Pelagos Letteratura. Rivista diretta da Umberto Piersanti
di Rossella Frollà
Marco G. Ciaurro
Vocazione e custodia del senso di verità.
Saggio sulla poesia di Francesco Belluomini
Il bisogno antropologico di custodire il vero, oggi, più che mai ci pervade in senso trasversale, ed è il solo a generare un nuovo percorso verso il senso di valore della cultura che si fa nesso di etica e linguaggio. Tuttavia, coesiste anche un non senso significante in cui la scrittura risponde del soggetto (esistenzialismo). La spezzatura, la deflagrazione del sé sull’io si fa il transfert in cui il linguaggio si fa sacro e la persona il suo soggetto. E dunque si accoglie ugualmente questa curvatura che si crea, questa spezzatura sacra e si procede per fascinazione e disincanto su questa soglia della parola che si costituisce da sé in valore al di là di ogni valore convenuto del dicibile.

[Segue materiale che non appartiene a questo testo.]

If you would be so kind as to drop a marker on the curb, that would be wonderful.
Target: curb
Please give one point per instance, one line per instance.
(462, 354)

Così, tornando a Belluomini, la sua «metafora viva, per dirla con Rorty (scrive Ciaurro), è il mare», è la bussola simbolica, la prima radice autentica di conoscenza. Da mozzo a marinaio, a nostromo «il destino autentico dell’uomo partecipa al senso di domandare nella e sulla esistenza.» La poesia di Belluomini ha questa costante interrogazione. L’ascesi che l’io elabora, il poiéo, la cosa linguistica attraverso l’altro io, la voce che parla da dentro sono «il porsi in opera della verità» (Heidegger). Le rêverie oltrepassano l’io nei suoi livelli di significanza. Il dire della voce di scrittura si fa segno-canto, canto del segno liberato dal legame incalzante e talora frenetico del significante e annuncia per sua necessità l’oltre con sermo humilis. Questo movimento del segno è «capace di ospitare [… ] l’aria che alimenta la parola e il piacere che trascorre il testo.». Si apre in molti tracciati una profondità leggera, giocosa quanto ironica. Il moto del segno spoglia e riveste quel tratto di gergo a cui si innesta di nuovo un segno letterario che si ricompone nel suo significante. Si attua l’equazione pensiero-parola, parola pensiero oltre. Al volo si prende la ricchezza infinita che veicola nel reticolo linguistico, nel cammino della lingua da un sermo humilis a un rimario sonoro: «C’è la festa che sale/su di ogni giornale/ma è sempre più sola/la più schietta parola.». «Le gradazioni di senso vanno dal poetico all’impoetico, dal canto al controcanto, dal lirismo all’antilirismo. Vi è la parola veritativa che si accompagna alla ilarità del serio, che contrappone l’autentico all’antiautentico. Il poeta cerca e trova l’invisibile oltre la presenza che di immediato ci viene a galla. La parola dunque agita il profondo che riporta all’io il forte senso di libertà, la volontà di riscatto dalle umiliazioni del potere e il dato storico che ciascuno ha nel suo DNA di aprirsi alla possibilità, alla testimonianza in primis. Testimonianza etica e morale che reclama l’impegno, lo sguardo sulla storia. Un esempio è la testimonianza di Sonia Contini sulla Shoah nel saggio storico e poetico Nel campo dei fiori recisi. Scampoli di olocausto. E ancora il romanzo sul tragico eccidio di Stazzema. Valore veritativo, pensiero poetico e storia si fondono nell’Unità poetica che dà corpo alla parola e a quel qualcosa d’altro che abbiamo dentro.